Represents shares of New MIC Common Stock issuable upon exercise of the New MIC Warrants.


(c)

Represents shares of New MIC Common Stock issuable upon conversion or redemption of 39,811 shares of New MIC Series 1 Preferred Stock (assuming conversion or redemption following a Listing Event, assuming 2.0 times the number of the shares of New MIC Common Stock required for a full redemption thereof pursuant to the terms of the Proposed Charter at per share redemption price of $10.00, and further assuming there are no accrued but unpaid dividends).

(d)

Represents shares of New MIC Common Stock issuable upon conversion or redemption of 2,862 shares of New MIC Series A Preferred Stock (assuming conversion or redemption following a Listing Event, assuming 2.0 times the number of the shares of New MIC Common Stock required for a full redemption thereof pursuant to the terms of the Proposed Charter at per share redemption price of $10.00, and further assuming there are no accrued but unpaid dividends).

(e)

Represents shares of New MIC Common Stock that will be issued upon conversion of FWAC Class A Shares comprised of 441,302 shares issued in the IPO and 907,000 Private Placement Shares, in connection with the Domestication.

(f)

Represents shares of New MIC Common Stock that will be issued upon conversion of FWAC Class B Shares in connection with the Domestication.

(g)

Represents shares of New MIC Series 1 Preferred Stock to be issued as merger consideration to the holders of MIC Series 1 Preferred Stock.

(h)

Represents shares of New MIC Series A Preferred Stock to be issued as merger consideration to the holders of MIC Series A Preferred Stock.

(i)

Calculated in accordance with Rule 457(f)(2) under the Securities Act.

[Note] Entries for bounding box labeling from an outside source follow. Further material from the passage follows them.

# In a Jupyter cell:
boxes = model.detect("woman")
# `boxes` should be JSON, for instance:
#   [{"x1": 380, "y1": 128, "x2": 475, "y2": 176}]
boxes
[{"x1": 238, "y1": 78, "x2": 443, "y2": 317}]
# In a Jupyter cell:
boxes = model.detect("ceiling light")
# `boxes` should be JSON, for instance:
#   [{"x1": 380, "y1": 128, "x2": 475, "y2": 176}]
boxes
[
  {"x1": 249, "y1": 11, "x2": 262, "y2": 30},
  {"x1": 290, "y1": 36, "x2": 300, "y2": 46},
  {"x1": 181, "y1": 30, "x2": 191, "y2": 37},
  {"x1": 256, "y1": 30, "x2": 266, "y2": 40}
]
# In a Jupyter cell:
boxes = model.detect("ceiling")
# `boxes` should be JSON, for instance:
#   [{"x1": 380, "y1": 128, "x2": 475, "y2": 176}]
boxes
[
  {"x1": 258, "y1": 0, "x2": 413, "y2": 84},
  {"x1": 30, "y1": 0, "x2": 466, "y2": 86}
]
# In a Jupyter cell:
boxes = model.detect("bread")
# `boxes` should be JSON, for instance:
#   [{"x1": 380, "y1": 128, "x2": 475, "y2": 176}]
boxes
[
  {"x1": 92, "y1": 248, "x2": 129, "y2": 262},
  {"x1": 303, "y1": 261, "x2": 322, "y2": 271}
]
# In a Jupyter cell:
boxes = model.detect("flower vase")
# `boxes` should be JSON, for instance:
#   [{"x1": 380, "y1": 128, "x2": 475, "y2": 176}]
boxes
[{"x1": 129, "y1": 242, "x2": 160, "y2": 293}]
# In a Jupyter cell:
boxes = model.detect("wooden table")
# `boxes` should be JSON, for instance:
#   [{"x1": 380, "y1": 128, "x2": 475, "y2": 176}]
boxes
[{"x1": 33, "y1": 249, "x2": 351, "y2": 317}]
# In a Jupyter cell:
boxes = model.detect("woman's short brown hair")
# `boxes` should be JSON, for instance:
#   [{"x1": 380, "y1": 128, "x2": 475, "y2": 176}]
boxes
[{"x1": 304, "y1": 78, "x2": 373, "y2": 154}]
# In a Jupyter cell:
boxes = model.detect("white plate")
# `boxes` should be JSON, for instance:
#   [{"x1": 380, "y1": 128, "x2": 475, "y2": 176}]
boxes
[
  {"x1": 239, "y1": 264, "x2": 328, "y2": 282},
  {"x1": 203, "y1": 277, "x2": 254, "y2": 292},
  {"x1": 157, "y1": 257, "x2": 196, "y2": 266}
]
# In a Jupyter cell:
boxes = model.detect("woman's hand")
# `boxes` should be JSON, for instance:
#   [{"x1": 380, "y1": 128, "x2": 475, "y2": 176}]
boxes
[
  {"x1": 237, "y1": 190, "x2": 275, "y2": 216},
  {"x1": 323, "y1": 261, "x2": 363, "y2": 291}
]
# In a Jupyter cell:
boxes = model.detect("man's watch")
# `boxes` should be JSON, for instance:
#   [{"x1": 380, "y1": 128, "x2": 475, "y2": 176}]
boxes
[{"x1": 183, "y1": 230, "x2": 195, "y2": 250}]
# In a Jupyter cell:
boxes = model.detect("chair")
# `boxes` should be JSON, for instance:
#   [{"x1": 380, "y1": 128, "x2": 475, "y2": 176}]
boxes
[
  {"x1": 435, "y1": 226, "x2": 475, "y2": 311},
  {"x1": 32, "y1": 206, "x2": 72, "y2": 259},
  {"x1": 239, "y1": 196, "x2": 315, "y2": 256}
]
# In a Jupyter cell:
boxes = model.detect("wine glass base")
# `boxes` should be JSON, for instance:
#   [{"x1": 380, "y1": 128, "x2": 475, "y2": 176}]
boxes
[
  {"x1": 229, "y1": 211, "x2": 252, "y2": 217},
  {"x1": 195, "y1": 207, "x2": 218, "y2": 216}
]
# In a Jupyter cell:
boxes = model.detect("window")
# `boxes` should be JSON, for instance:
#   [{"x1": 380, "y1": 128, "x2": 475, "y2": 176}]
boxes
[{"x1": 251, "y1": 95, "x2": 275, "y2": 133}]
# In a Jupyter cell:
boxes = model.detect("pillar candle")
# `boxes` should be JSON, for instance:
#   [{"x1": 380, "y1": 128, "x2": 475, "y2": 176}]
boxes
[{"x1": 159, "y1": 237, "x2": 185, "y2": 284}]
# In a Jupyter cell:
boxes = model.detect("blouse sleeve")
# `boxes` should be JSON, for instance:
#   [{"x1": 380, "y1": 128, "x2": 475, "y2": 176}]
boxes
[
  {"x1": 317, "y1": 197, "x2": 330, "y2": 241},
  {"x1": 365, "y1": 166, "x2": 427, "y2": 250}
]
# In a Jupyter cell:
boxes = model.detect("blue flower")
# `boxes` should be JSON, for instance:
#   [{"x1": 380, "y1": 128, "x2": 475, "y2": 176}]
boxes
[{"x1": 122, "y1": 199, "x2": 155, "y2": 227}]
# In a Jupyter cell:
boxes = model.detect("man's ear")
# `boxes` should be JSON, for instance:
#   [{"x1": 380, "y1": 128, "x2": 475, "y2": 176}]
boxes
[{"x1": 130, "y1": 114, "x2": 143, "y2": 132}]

No market exists for the shares of MIC Common Stock and MIC has an accumulated deficit. Therefore, the proposed maximum aggregate offering price is one-third of the aggregate par value per share ($0.0001) of MIC Common Stock expected to be cancelled in the Merger (or underlying the MIC Warrant).

(j)

Calculated in accordance with Rule 457(f)(1) under the Securities Act, based on the average high and low prices of the FWAC Class A Shares, reported on Nasdaq on January 6, 2023.

(k)

In accordance with Rule 457(i) under the Securities Act, no separate fee is due for the New MIC Common Stock and the entire fee is allocated to the shares of the pertinent series of New MIC Preferred Stock.

(l)

Pursuant to Rule 416(a) under the Securities Act, there are also being registered an indeterminable number of additional securities as may be issued to prevent dilution resulting from share splits, share dividends or similar transactions.

(m)

Calculated in accordance with Rule 457(f)(2) under the Securities Act. No market exists for the shares of MIC Series 1 Preferred Stock or shares of MIC Series A Preferred Stock, and MIC has an accumulated deficit. Therefore, the proposed maximum aggregate offering price is one-third of the aggregate par value per share ($0.0001) of, respectively, MIC Series 1 Preferred Stock and MIC Series A Preferred Stock expected to be cancelled in the Merger.